Wunderschön!
Als ich vor mehreren Jahren zum ersten Mal den Mehrteiler "Verkaufte Heimat" von Karin Brandauer gesehen habe, wurde mir zum ersten Mal bewusst, wie wenig wir von Südtirols schwieriger Geschichte wissen. ...
Als ich vor mehreren Jahren zum ersten Mal den Mehrteiler "Verkaufte Heimat" von Karin Brandauer gesehen habe, wurde mir zum ersten Mal bewusst, wie wenig wir von Südtirols schwieriger Geschichte wissen. In Literatur und Film ist die Region, in der wir so gerne unseren Urlaub verbringen, meines Wissens nicht besonders präsent. Umso mehr habe ich mich gefreut, als ich Bergland von Jarka Kubsowa entdeckt habe, einen Roman, der das Leben dreier Generationen auf einem hoch in den Alpen gelegenen Bergbauernhof in den Mittelpunkt stellt.

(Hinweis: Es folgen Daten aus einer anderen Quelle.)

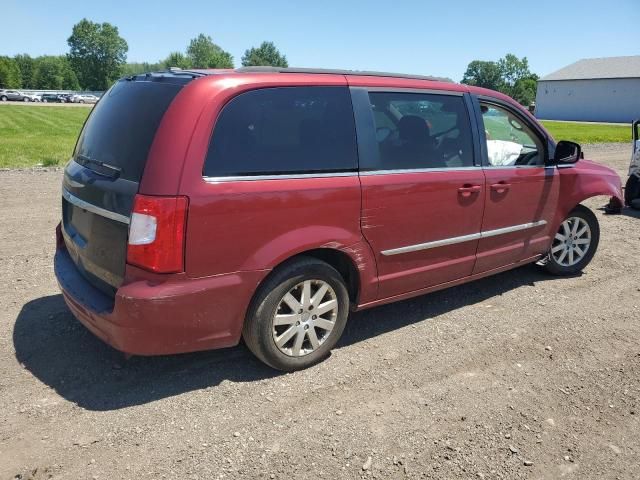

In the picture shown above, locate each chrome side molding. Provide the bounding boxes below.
[380,220,547,257]
[62,187,130,225]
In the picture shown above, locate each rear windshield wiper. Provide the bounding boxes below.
[77,155,122,178]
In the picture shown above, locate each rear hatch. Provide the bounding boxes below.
[62,72,198,295]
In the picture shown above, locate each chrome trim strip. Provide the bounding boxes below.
[202,172,358,183]
[380,220,547,257]
[362,85,465,97]
[380,233,481,257]
[62,188,130,225]
[484,165,548,170]
[480,220,547,238]
[360,166,482,176]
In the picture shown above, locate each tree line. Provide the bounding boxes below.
[0,19,288,91]
[0,19,538,105]
[462,53,540,106]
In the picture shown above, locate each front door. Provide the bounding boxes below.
[354,90,485,298]
[474,101,560,273]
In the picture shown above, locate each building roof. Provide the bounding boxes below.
[540,55,640,81]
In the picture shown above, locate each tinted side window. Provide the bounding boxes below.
[74,80,182,182]
[362,92,473,170]
[480,103,544,167]
[204,87,358,177]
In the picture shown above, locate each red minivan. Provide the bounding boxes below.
[55,67,622,371]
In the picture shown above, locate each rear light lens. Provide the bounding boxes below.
[127,195,189,273]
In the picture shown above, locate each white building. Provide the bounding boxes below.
[536,55,640,122]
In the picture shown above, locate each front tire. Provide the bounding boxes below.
[242,257,349,372]
[624,175,640,207]
[545,205,600,275]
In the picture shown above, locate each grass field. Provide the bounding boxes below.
[0,105,631,168]
[0,105,90,168]
[542,120,631,144]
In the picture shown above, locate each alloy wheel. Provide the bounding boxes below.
[551,217,591,267]
[272,280,338,357]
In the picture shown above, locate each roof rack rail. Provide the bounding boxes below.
[235,67,454,83]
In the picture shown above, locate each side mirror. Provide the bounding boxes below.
[553,140,583,164]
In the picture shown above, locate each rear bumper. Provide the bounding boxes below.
[54,247,267,355]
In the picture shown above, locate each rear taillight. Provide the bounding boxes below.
[127,195,189,273]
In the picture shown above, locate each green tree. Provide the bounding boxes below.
[462,53,538,106]
[511,74,538,106]
[13,53,35,88]
[462,60,504,90]
[498,53,531,89]
[187,33,233,68]
[0,57,22,88]
[160,52,191,69]
[122,62,163,77]
[67,18,129,90]
[242,42,289,67]
[33,56,80,90]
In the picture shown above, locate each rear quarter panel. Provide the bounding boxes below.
[166,74,376,301]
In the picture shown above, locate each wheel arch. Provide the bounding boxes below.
[253,247,361,305]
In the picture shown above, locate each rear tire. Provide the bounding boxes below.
[624,175,640,207]
[545,205,600,276]
[242,257,349,372]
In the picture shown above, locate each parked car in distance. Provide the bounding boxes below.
[0,90,31,102]
[55,67,622,371]
[58,93,75,103]
[40,93,64,103]
[70,93,99,103]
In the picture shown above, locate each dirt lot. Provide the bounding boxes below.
[0,145,640,479]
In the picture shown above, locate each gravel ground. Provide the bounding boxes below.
[0,145,640,479]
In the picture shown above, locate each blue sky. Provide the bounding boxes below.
[0,0,640,81]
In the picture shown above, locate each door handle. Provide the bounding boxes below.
[491,182,511,193]
[458,185,482,198]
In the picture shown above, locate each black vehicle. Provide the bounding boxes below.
[624,120,640,208]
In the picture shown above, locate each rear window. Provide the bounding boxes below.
[361,92,473,170]
[203,87,358,177]
[74,80,182,182]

Die Geschichte wird nicht chronologisch erzählt, sondern Kubsowa verwebt geschickt das Leben der drei Protagonisten Rosa, Sepp und Franziska. Das ist nie verwirrend, denn Kubsowa erzählt jede der drei Geschichten in einer ganz eigenen Sprache. Besonders beeindruckt hat mich die Darstellung des Lebens von Rosa, die den Bauernhof in den 20er- und 30er-Jahren des letzten Jahrhunderts bewirtschaftet. Eigentlich war es nie geplant, dass sie den Hof einmal übernimmt, doch sie ist zäh und geht nicht wie ihre Schwestern in die Stadt, um dort ein leichteres Leben zu haben. Und als ihre Brüder nicht mehr aus dem Krieg zurückkommen, hat sie die Arbeit am Bauernhof schon längst übernommen.
Das Verhältnis zu ihrem Sohn Sepp bleibt zeit ihres Lebens immer schwer. In einer Welt, in der man jeden Tag hart darum kämpfen muss, durchzukommen, bleibt nicht viel Zeit für Liebe. Gegen den Willen von Rosa versucht Sepp in den 70er-Jahren, wie damals nicht unüblich, auf intensive Milchwirtschaft umzustellen. Doch auch wenn er es vor seiner Mutter nicht zugeben will, fällt ihm der kalte Umgang mit den Tieren leicht, die nur noch so behandelt werden, wie es wirtschaftlich rentabel ist.
Im dritten Erzählstrang versucht Sepps Schwiegertochter den Bergbauernhof mit der Vermietung von Ferienwohnungen über Wasser zu halten. Das ist an sich schon nicht leicht mit drei Kindern und der täglich anfallenden Arbeit auf dem Bauernhof. Und mit einem Schwiegervater, der ihre Bemühungen torpediert, den Gästen eine heile „Urlaub auf dem Bauernhof“-Atmosphäre zu bieten, wird es auch nicht einfacher.
Eine wunderschöne, oft traurige und zum Ende hin doch versöhnliche Geschichte. Stellenweise sehr poetisch geschrieben, dann auch wieder ironisch. Das Buch hat mich sehr berührt und mir Einblicke in eine Welt gegeben, auf die ich bisher nur den Blick von außen hatte. Für mich eine ganz klare Leseempfehlung!